It is estimated that Indian economy will grow faster than that of Chinese economy by the International Monetary Fund's World Economic Outlook. In comparison to China's 6.8 per cent, India's forecasted growth is 7.5 per cent.
However, the 2015 list of Asia's best public companies shows that India is still lagging behind China in this arena. The latest Forbes Asia's Fab 50 list has 25 companies from China and only 10 from India. Even after this huge difference, India has contributed the second highest number of companies to the list.
Comparison with last year's list
- 16 Chinese companies and 12 Indian companies made it to the list last year.
- Combined market value of Indian companies has come down by 4 per cent from last year to $235.
- The aggregate turnover has also declined by 6.6 per cent and stands at $93 billion this year.
Performance of the Indian companies
- Aurobindo Pharma, HCL Technologies, HDFC Bank, Lupin, Motherson Sumi Systems, Sun Pharmaceutical Industries, Tata Consultancy Services (TCS), Tata Motors, Tech Mahindra and Titan made it to the list.

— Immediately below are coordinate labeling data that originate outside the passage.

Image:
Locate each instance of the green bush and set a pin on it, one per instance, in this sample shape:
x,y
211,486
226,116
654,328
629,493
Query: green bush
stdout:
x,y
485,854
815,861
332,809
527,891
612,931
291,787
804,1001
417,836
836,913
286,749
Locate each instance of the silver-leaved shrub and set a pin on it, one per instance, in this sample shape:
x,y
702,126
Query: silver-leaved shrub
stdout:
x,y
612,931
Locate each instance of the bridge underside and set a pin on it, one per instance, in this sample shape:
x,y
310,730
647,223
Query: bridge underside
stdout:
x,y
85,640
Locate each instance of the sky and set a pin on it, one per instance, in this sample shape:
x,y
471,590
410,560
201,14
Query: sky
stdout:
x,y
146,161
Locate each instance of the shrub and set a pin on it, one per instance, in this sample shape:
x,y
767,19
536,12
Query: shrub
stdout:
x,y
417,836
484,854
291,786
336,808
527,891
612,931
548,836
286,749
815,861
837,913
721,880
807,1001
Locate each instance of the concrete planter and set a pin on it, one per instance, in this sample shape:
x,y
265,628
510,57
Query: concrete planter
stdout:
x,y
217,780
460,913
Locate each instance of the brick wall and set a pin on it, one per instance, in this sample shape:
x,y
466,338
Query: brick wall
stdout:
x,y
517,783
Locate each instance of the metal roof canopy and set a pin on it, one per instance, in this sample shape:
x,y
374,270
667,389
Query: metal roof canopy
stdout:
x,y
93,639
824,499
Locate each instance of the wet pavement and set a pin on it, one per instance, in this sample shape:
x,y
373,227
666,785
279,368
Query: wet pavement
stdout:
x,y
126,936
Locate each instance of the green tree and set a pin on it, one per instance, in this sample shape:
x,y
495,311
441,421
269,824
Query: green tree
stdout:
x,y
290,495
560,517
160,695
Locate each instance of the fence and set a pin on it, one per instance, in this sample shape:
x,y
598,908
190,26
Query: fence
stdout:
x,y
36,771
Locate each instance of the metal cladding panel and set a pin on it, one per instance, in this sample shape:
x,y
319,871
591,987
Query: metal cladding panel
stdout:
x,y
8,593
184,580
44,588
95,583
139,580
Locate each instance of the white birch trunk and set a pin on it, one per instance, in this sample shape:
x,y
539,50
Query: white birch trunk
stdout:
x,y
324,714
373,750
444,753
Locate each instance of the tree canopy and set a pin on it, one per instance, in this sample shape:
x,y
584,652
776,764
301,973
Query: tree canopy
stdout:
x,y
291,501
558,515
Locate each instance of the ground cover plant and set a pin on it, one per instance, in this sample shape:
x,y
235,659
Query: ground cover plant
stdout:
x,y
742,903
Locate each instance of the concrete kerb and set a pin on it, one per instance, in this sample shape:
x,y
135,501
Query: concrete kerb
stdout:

- Axis Bank and Asian Paints were a part of the list last year but were dropped out this year. Aurobindo Pharma has entered the list for the first time.
- TCS is at the leader among Indian companies with a capitalisation worth $76.3 billion. HDFC made it to the list for the ninth time and was given the title of "Fab 50's brightest star over the decade".
- The company which had highest turnover among Indian companies is Tata Motors with revenues of $42.6 billion.